Can humans spontaneously combust?
The Science Channel series 'The Unexplained Files' sets out to test scientifically challenging scenarios.
Wed, Oct 02, 2013 at 03:49 PM
In Galway, Ireland, 76-year-old Michael Faherty was found burned to death at his home in December 2010. The coroner concluded Faherty's death was a case of spontaneous human combustion — a human being catching fire with no apparent cause.
Can human bodies simply burst into flame without any external source of ignition? Or could there be a more mundane — and scientific — explanation for the phenomenon? The season finale of the Science Channel's "The Unexplained Files," airing Wednesday, Oct. 2 at 9 p.m. ET/PT, investigates this and other mysteries.
More than 200 cases of spontaneous human combustion have been reported around the world. Most involve a victim burning almost completely — although their extremities may remain intact — while their surroundings remain unburned. [Spooky! The 10 Biggest Unexplained Phenomena]
In 1986, the charred body of 58-year-old retired firefighter George Mott was found in his apartment outside Crown Point, N.Y. All that was left of him was a leg, a shrunken skull and pieces of his rib cage.
In February, 65-year-old Danny Vanzandt was found burned to death in his home in Sequoyah County, Okla., with no signs of burns on nearby furniture. Spontaneous combustion was suspected, but a recent medical examiner's report concluded Vanzandt died from a heart attack before a lit cigarette may have ignited his clothing.
And in 1985, Frank Baker, a Vietnam veteran living in Vermont, claims he spontaneously caught fire while sitting on his couch. Unlike others, Baker lived to tell the tale.
Most scientists dismiss the idea that humans can catch fire for no reason. Many cases involved victims who were alone and close to a flame, such as a cigarette or candle. Often, the victims have been elderly or intoxicated, and thus unable to put out the flames.
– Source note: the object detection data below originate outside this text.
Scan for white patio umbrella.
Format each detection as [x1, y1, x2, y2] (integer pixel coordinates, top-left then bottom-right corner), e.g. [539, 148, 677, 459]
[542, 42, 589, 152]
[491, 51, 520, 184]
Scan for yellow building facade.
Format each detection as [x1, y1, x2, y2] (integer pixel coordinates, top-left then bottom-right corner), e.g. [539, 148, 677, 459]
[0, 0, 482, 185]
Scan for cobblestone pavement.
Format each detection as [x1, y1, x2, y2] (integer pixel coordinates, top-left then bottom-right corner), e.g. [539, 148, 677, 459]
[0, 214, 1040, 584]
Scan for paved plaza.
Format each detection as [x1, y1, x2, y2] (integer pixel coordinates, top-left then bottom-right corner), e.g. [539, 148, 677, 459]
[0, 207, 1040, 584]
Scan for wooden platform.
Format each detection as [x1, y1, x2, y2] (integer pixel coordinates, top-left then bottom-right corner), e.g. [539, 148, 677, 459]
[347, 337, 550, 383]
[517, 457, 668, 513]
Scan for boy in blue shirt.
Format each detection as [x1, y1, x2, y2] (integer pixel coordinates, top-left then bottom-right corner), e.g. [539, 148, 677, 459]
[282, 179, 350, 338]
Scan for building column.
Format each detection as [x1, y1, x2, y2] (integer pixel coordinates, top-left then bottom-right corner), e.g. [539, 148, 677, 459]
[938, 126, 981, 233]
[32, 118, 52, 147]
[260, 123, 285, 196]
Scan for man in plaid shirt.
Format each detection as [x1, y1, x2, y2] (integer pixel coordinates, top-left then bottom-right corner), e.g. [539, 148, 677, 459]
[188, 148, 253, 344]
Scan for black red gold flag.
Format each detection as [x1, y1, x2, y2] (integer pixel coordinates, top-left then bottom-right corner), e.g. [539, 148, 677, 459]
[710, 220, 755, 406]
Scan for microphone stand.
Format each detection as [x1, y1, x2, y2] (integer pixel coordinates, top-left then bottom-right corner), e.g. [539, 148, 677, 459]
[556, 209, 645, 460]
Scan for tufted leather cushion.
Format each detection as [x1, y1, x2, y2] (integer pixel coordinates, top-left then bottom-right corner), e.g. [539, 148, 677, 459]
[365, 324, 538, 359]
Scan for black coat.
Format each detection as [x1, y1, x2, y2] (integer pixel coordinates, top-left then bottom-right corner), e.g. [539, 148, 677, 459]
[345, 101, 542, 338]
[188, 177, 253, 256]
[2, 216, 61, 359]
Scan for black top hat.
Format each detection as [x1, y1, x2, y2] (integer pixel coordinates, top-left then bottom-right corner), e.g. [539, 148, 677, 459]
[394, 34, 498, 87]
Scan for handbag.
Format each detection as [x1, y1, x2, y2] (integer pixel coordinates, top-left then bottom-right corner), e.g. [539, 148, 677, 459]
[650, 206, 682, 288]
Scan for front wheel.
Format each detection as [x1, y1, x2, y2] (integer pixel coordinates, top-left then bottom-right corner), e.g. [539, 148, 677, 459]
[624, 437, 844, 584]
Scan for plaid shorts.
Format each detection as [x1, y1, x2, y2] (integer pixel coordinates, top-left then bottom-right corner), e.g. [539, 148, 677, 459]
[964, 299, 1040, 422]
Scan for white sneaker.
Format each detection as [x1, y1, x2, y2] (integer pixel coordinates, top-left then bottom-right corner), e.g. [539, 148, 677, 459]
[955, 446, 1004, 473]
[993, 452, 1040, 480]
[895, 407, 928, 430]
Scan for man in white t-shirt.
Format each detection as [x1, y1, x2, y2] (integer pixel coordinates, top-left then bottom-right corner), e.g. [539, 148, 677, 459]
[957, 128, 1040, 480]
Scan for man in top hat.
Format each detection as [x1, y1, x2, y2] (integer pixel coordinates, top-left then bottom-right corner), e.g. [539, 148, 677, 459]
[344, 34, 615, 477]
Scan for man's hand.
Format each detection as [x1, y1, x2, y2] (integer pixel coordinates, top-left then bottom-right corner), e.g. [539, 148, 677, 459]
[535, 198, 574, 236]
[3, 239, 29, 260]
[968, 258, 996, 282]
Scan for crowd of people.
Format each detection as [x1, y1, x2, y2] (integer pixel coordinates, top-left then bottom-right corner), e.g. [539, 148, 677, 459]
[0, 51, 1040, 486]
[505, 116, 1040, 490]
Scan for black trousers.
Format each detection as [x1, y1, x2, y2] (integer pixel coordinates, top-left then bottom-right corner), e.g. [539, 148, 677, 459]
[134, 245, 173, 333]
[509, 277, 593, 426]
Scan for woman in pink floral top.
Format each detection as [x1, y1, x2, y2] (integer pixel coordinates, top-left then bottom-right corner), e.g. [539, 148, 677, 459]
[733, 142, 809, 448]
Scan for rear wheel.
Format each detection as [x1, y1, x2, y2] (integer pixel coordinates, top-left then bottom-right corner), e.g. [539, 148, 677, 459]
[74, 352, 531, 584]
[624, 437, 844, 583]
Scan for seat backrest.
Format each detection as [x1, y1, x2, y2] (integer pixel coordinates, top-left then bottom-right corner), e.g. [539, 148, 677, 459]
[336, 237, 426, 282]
In order for anything to combust, three things are required: very high heat, a source of fuel and an oxidizing agent, which is generally the oxygen in the air. The human body is largely composed of water, making it very difficult to burn. Some have suggested the fat in a human body could act as a fuel source, and the victim's hair or clothing might act like a candle wick — known as the wick effect. As the fat melted, the body would burn from the inside out, leaving the surroundings intact.
The Unexplained Files follows paranormal investigator Larry Arnold, of the organization ParaScience International, as he attempts to recreate the wick effect by wrapping a ham bone in a cloth and igniting it. He is unsuccessful. But the BBC TV show "Q.E.D" performed a similar experiment in 1998 with a pig body wrapped in a blanket, and showed that the body burned for several hours without igniting its surroundings.
British biologist and author Brian Ford has another theory for the source of the enigmatic blazes. In a condition called ketosis, the human body produces small amounts of the flammable substance acetone (a component of nail polish remover). Ford believes that when a person is ill, they may produce enough acetone that a tiny spark — perhaps due to static electricity — could cause the person to catch fire and burn.
Although not mentioned in the show, another popular theory suggests that methane built up in the intestines might somehow ignite.
Despite these scientific justifications, some people maintain that cases of human combustion have no rational explanation. For them, the morbid idea of a human being mysteriously going up in flames is too alluring to pass up.